El viaje mexicano (1979) del fotógrafo Bernard Plossu es un libro beatnik. Responde a la ilusión del viaje moderno. Y al planteamiento también del reportaje moderno, pues no trata de ilustrar o documentar de acuerdo con un estereotipo, sino que el viaje se cuenta con el mismo viajar, y el relato es fragmentario, el afuera y el adentro del andar el camino se confunden en lo público y lo privado, lo social y lo personal. Propondría también como ejemplo de este ir y venir las fotografías de Sergio Larrain y en particular su maravillosa colección de imágenes sobre Valparaíso (1991). En ruta (2004) de Carlos Luján, sobre los camioneros y todo cuanto rodea su mundo, cuyo título nos recuerda el libro de Kerouac, responde en cierta medida a un mismo planteamiento, aunque más contemporáneo en su resolución visual y con imágenes que evocan las carreteras y los parkings de Wim Wenders de Written in the West (1987).

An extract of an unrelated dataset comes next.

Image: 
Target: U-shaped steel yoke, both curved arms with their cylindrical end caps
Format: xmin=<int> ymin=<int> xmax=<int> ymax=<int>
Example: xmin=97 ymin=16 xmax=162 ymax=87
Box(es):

Ethiopia (2000) de Max Pam es un magnífico libro de viajes de un magnífico fotógrafo, con textos, que participa de muchos estilos, cita a otros tantos fotógrafos, y renueva el género del diario de viaje. Historias marroquíes (1998) de Jeanne Chevalier está contado desde el registro de lo íntimo, es el relato después del viaje, con fotografías y textos breves que invitan a la introspección, a quedarse uno en el cuarto, como Xavier de Maîstre, bajo la colcha calentita. Olivier Mériel supo un día que sus pasos jamás abandonarían el Cotentin, su tierra natal, en la baja Normandía, que patea y fotografía con una mirada atónita. ¡Son tantos los viajes posibles!

El trabajo de Jordi Esteva Viaje al país de las almas (1999), tanto las fotografías como la parte documental, obedece a un planteamiento antropológico escrito en primera persona, una arriesgada combinación que se sostiene en un frágil y afortunado equilibrio. Desde un planteamiento formal similar aunque más distante es la mirada de Charles Camberoque en Los anastenaria de Aghia Eleni (1995), en consonancia con los recursos del reportaje clásico. Robert Frank reunió en Thank you (1996) la huella efímera que son las postales, haciendo una especie de arqueología del viaje, celebración del que se sabe lejos de todas las penurias que se ha ahorrado cada vez que recibe una de esas postales desde las cuatro esquinas del mundo. Uno de los más bellos relatos de viajes que he visto y he leído es Errance (2000). Entre todos los libros y los viajes de Raymond Depardon es el que prefiero, porque solo es posible llevarlo a cabo a través de sus páginas. Si algún interés tienen los libros de viajes es ese, precisamente, que la aventura que cuentan es la del libro. Viajar es otra historia.